An IC can include first circuitry configured to emulate a partition of a circuit design. The first circuitry is clocked by an emulation clock. The IC includes a transceiver coupled to the first circuitry. The transceiver is clocked by a transceiver clock that is asynchronous with the emulation clock and that has a higher frequency than the emulation clock. The transceiver can include an edge detector circuit configured to detect edges of the emulation clock and a framing circuit configured to generate multiplexed emulation data by multiplexing a plurality of nets of the first circuitry. The framing circuit further generates packets of the multiplexed emulation data. The framing circuit is operative responsive to the edge detector circuit. The transceiver can include a scrambler circuit configured to scramble the packets from the framing circuit. The transceiver also can include a physical layer circuit (PHY) configured to send the scrambled packets over a serial communication channel. The scrambled packets include a clock signal of the transceiver embedded therein.

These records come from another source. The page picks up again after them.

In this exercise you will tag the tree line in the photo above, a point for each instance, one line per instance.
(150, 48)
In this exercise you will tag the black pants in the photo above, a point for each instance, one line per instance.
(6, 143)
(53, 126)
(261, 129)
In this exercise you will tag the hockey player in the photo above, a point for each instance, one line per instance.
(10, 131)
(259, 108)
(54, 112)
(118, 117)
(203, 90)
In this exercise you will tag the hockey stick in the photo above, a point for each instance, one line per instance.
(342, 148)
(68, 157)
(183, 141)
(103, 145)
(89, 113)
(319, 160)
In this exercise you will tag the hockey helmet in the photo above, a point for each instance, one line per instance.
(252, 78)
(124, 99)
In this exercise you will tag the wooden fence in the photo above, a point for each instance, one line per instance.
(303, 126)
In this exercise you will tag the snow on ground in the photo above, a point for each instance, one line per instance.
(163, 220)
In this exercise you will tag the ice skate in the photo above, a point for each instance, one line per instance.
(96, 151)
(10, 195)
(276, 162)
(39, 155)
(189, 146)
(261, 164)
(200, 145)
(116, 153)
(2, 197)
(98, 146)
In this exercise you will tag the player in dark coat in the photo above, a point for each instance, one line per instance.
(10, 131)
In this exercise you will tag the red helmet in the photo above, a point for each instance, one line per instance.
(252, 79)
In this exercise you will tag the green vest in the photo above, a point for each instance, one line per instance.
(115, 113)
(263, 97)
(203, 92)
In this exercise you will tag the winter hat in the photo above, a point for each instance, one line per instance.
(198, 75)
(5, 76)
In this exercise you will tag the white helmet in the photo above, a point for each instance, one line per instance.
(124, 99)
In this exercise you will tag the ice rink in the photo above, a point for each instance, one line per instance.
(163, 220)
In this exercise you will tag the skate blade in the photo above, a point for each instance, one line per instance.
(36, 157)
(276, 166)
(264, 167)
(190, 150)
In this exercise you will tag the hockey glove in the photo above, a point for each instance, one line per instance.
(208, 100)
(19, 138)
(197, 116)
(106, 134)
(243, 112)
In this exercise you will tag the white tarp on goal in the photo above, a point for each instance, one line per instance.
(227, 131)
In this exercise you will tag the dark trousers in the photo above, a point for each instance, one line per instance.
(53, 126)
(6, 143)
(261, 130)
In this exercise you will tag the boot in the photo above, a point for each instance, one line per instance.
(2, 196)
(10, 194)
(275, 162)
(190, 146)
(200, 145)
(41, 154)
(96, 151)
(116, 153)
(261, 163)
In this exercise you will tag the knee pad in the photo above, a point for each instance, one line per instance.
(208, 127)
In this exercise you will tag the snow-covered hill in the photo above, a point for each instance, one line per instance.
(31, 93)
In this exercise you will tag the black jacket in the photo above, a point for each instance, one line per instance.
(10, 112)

In one aspect, the PHY is configured to send the multiplexed emulation data over the serial communication channel using differential signaling. The plurality of nets belong to a same clock domain.
In another aspect, the plurality of nets are organized into a plurality of groups, wherein each group is allocated to one of a plurality of slots corresponding to the transceiver clock. The partition of the circuit design is implemented using timing constraints that depend on the slot to which each net is assigned.
In another aspect, the plurality of nets are organized into a plurality of groups, wherein each group is allocated to one of a plurality of slots corresponding to the transceiver clock. The circuit design is partitioned by preventing any of the plurality of groups from being allocated to an earliest slot of the plurality of slots.
In another aspect, the plurality of nets are organized into a plurality of groups, wherein each group is allocated to one of a plurality of slots corresponding to the transceiver clock. Subsequent to implementation of the partition of the circuit design, at least one of the plurality of groups are re-allocated to a different slot.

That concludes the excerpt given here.